Jim Cramer made the following calls on July 12th, 2013. What do you think about his picks?
Verizon Communications Inc. (NYSE:VZ): Jim Cramer ranked this stock a Sell. Cramer previously ranked this stock a Buy on April 18, 2013. The stock’s 52-week high is $54.31, and its 52-week low is $40.51.
Mad Money’s host was very skeptical of Verizon’s earnings this week, telling viewers that he would sell. Verizon currently has a massive iPhone sales obligation to Apple (NASDAQ:AAPL) which it may be unable to meet, something that could result in penalties from the the tech giant.
United Parcel Service, Inc. (NYSE:UPS): Jim Cramer ranked this stock a Sell. Cramer previously ranked this stock a Buy on June 26, 2012. The stock’s 52-week high is $91.78, and its 52-week low is $69.56.
Citing economic reasons as his chief complaint, Cramer warned investors away from UPS, as sluggish small business growth continues to hamper the logistics client. Moreover, he said that consumers are unwilling to pay for faster shipping and other amenities, something which makes their business model suspect until the recovery picks up.
UnitedHealth Group, Inc. (NYSE:UNH): Jim Cramer ranked this stock a Buy. Cramer previously ranked this stock a Buy on October 22, 2012. The stock’s 52-week high is $68.75, and its 52-week low is $50.32.
Cramer was bullish on this week’s earnings results for UnitedHealth, which come out this Thursday. The company offers the largest care provider network in the United States and has accountable care relationships with more than 575 hospitals, 1,100 medical groups and 75,000 physicians across the country, and expects its accountable care contracts to reach $50 billion by 2017.

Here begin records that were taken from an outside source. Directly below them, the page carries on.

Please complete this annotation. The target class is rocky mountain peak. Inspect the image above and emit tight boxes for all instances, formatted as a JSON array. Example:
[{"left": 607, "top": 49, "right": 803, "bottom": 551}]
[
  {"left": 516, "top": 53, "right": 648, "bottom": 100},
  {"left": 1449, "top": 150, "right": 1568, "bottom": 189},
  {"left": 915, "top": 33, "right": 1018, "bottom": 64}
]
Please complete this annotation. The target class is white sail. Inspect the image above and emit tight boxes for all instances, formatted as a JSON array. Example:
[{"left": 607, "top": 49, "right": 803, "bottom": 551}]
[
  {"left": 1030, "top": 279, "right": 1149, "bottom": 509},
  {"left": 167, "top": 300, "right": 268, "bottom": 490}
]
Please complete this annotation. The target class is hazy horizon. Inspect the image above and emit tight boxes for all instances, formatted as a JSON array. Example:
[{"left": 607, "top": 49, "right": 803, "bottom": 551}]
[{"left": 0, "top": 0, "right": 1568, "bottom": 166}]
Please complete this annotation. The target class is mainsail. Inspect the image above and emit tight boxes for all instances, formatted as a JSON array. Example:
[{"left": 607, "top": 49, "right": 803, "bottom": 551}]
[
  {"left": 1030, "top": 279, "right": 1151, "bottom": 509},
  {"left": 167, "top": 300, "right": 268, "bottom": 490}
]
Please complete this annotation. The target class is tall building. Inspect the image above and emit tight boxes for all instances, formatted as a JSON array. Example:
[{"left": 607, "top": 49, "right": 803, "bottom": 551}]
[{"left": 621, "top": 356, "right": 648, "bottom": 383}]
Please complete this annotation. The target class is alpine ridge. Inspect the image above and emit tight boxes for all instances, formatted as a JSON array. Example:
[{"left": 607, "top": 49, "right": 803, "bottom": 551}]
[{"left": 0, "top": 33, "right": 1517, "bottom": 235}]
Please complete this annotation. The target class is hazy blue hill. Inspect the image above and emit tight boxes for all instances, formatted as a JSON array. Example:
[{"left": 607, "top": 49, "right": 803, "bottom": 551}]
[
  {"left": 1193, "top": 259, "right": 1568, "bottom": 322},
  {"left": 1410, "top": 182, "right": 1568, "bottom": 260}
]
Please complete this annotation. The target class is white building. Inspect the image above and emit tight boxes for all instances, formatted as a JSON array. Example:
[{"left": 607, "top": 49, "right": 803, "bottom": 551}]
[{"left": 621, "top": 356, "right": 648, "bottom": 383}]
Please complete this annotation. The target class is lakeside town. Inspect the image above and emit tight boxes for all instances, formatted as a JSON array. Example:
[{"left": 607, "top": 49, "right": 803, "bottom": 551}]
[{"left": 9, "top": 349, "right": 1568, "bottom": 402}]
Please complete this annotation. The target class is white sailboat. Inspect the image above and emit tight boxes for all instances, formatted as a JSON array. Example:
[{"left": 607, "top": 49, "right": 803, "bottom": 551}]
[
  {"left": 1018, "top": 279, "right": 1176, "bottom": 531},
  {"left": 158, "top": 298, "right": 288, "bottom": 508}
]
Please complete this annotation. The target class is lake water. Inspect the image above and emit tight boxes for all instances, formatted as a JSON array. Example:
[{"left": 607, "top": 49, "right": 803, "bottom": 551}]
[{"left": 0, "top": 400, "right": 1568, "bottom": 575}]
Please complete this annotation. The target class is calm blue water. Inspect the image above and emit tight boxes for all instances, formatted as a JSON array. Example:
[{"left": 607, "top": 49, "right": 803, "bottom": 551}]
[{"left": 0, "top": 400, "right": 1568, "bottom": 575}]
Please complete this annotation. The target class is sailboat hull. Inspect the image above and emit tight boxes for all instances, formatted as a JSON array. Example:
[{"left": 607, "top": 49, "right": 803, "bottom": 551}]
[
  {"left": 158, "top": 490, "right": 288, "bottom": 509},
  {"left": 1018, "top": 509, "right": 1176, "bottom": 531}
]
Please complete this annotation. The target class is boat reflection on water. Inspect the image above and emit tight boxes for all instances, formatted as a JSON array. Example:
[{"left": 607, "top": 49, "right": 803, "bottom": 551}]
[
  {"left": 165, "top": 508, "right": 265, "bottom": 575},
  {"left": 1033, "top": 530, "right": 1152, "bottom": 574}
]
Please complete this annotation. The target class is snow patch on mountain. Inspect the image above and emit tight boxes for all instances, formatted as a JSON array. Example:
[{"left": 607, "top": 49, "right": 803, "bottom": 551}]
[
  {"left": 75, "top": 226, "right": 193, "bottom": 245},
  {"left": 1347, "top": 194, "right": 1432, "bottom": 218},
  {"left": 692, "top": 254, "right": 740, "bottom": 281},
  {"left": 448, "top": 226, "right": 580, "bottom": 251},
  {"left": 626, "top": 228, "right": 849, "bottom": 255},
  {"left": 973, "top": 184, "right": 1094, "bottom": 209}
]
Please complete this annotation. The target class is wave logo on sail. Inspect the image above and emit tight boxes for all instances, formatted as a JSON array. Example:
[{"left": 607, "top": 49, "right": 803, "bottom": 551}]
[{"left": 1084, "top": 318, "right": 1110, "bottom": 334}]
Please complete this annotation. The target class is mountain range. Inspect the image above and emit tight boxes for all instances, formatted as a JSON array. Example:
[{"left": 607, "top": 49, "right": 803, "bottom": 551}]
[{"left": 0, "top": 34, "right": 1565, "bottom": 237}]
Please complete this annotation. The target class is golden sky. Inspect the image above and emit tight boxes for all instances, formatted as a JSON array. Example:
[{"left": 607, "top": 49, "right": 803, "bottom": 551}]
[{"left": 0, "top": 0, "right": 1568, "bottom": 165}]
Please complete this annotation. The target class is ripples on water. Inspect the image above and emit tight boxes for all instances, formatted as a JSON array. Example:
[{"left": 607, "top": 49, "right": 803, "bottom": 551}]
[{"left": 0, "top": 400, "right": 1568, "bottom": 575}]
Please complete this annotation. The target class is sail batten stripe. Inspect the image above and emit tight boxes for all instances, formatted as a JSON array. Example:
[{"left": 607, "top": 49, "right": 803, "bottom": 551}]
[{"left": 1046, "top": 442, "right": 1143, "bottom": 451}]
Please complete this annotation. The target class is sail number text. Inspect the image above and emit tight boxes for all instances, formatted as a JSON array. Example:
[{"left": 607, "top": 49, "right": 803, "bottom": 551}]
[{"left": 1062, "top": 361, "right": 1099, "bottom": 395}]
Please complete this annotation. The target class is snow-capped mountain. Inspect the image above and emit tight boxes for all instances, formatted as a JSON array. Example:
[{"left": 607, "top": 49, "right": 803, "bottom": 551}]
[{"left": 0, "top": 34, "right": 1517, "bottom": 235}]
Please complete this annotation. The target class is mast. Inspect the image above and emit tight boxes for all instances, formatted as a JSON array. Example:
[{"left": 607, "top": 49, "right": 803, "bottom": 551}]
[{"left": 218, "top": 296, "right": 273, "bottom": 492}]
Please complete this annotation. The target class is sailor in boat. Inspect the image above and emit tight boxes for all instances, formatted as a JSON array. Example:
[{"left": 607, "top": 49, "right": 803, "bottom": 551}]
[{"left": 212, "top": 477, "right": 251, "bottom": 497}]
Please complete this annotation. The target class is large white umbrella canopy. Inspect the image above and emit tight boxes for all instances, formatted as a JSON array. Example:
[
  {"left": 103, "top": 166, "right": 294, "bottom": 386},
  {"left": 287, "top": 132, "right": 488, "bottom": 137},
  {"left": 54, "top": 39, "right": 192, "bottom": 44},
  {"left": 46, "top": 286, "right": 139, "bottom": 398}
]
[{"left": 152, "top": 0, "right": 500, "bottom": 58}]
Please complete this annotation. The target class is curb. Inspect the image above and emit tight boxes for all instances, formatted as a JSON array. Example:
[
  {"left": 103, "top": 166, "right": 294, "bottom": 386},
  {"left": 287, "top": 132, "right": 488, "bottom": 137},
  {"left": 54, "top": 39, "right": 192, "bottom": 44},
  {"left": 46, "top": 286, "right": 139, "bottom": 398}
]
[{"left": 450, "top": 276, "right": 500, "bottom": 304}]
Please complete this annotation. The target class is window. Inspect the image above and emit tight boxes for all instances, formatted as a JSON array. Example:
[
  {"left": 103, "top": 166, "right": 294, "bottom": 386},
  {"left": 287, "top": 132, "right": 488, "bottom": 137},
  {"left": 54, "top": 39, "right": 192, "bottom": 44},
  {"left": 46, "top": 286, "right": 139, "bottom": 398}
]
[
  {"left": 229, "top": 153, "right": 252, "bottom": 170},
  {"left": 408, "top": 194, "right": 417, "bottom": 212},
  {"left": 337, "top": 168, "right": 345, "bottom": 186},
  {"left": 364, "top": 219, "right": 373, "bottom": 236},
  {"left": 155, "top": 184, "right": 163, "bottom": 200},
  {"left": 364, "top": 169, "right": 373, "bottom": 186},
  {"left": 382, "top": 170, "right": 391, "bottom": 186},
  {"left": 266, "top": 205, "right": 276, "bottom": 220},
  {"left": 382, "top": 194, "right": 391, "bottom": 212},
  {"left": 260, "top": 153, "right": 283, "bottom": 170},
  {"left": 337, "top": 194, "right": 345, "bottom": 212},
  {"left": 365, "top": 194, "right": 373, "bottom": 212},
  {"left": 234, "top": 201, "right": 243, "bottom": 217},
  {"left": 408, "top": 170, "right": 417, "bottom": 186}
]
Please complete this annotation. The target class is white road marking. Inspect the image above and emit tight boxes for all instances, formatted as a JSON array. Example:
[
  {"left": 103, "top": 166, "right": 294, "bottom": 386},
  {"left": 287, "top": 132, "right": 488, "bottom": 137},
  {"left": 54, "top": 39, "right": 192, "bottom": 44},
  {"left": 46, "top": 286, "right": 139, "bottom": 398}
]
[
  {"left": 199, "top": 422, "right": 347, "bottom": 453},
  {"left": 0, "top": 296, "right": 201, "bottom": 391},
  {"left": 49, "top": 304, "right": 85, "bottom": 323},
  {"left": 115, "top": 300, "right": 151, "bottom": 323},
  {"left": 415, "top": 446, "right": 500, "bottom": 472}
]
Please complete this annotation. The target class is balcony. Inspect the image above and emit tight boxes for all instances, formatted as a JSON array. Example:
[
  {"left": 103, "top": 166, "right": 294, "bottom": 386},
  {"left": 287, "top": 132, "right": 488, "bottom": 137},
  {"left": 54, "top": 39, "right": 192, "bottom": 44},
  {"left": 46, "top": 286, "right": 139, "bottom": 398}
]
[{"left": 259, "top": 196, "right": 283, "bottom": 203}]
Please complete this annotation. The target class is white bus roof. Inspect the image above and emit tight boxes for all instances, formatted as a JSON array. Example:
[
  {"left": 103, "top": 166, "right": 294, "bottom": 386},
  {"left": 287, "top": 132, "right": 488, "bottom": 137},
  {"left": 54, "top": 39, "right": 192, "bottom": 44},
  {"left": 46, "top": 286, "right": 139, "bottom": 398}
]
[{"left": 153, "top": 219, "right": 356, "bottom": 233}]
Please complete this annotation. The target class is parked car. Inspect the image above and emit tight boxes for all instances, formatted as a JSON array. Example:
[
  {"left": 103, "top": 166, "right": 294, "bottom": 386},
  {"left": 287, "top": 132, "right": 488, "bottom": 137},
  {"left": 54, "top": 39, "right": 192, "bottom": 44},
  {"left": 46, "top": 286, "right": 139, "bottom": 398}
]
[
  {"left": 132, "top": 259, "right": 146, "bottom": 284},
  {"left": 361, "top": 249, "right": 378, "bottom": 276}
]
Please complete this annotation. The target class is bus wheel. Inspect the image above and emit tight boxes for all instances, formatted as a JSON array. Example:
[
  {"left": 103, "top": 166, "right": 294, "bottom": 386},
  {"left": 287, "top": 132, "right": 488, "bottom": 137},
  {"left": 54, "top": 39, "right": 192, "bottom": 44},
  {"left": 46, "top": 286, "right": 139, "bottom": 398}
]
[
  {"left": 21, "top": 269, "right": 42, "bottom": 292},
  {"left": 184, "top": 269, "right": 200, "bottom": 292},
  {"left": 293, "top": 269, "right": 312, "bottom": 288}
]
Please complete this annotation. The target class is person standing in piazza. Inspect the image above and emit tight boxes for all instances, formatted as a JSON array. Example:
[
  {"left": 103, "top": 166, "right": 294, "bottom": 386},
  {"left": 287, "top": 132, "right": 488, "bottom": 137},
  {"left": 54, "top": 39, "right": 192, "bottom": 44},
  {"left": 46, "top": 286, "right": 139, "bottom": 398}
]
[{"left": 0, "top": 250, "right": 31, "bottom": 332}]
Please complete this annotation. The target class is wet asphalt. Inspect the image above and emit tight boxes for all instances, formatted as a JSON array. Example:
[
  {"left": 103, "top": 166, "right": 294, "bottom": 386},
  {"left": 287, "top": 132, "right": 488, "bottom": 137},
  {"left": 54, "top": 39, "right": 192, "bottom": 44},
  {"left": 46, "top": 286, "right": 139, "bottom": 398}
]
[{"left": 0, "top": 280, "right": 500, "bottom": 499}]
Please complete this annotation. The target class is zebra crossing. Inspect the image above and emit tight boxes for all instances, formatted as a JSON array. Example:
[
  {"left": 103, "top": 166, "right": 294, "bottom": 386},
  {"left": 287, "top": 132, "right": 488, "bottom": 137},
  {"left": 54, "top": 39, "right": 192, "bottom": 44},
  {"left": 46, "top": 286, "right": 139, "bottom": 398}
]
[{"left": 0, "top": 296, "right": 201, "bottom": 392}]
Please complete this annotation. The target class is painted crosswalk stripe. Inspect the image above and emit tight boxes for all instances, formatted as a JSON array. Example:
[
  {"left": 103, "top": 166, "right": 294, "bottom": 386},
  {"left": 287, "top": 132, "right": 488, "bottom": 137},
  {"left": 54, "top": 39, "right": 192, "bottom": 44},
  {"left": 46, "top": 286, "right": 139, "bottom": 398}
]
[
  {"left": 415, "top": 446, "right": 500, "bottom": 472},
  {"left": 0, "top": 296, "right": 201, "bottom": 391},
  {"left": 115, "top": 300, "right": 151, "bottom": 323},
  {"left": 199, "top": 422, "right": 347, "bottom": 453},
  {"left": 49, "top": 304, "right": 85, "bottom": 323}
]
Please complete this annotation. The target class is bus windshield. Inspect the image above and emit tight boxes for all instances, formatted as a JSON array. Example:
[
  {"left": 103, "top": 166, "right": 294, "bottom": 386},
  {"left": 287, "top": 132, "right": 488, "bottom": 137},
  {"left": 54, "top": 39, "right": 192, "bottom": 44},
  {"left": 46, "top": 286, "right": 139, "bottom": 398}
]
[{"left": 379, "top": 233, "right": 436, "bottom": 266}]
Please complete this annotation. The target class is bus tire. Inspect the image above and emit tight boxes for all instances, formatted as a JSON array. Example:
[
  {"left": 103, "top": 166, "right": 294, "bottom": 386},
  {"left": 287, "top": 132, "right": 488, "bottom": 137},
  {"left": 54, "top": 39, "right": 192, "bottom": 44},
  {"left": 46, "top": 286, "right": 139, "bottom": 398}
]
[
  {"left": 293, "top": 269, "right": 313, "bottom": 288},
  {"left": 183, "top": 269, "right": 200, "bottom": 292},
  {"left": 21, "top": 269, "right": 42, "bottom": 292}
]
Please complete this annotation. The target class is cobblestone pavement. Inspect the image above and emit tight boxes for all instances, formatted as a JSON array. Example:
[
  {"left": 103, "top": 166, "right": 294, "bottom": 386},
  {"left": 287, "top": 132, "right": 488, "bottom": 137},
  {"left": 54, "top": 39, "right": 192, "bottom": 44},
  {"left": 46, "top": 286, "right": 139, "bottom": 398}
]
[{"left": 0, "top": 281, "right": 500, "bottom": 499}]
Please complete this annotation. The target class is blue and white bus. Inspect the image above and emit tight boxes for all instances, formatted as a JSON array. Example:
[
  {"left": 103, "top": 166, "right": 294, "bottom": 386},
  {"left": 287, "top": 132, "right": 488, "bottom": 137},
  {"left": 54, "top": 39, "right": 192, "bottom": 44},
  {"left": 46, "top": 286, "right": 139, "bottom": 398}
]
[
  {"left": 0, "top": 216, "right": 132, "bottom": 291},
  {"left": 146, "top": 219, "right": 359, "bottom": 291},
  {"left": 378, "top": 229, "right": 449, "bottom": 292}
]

U.S. Bancorp (NYSE:USB): Jim Cramer ranked this stock a Buy. Cramer previously ranked this stock a Buy on May 10, 2012. The stock’s 52-week high is $37.68, and its 52-week low is $30.96.
The Mad Money host was a bit more tentative about U.S. Bancorp, which has been trading near its 52-week high recently. He told users to buy on weakness following this week’s earnings report. His website rates the company as a buy, stating, “The company’s strengths can be seen in multiple areas, such as its growth in earnings per share, expanding profit margins, increase in stock price during the past year, notable return on equity and increase in net income.”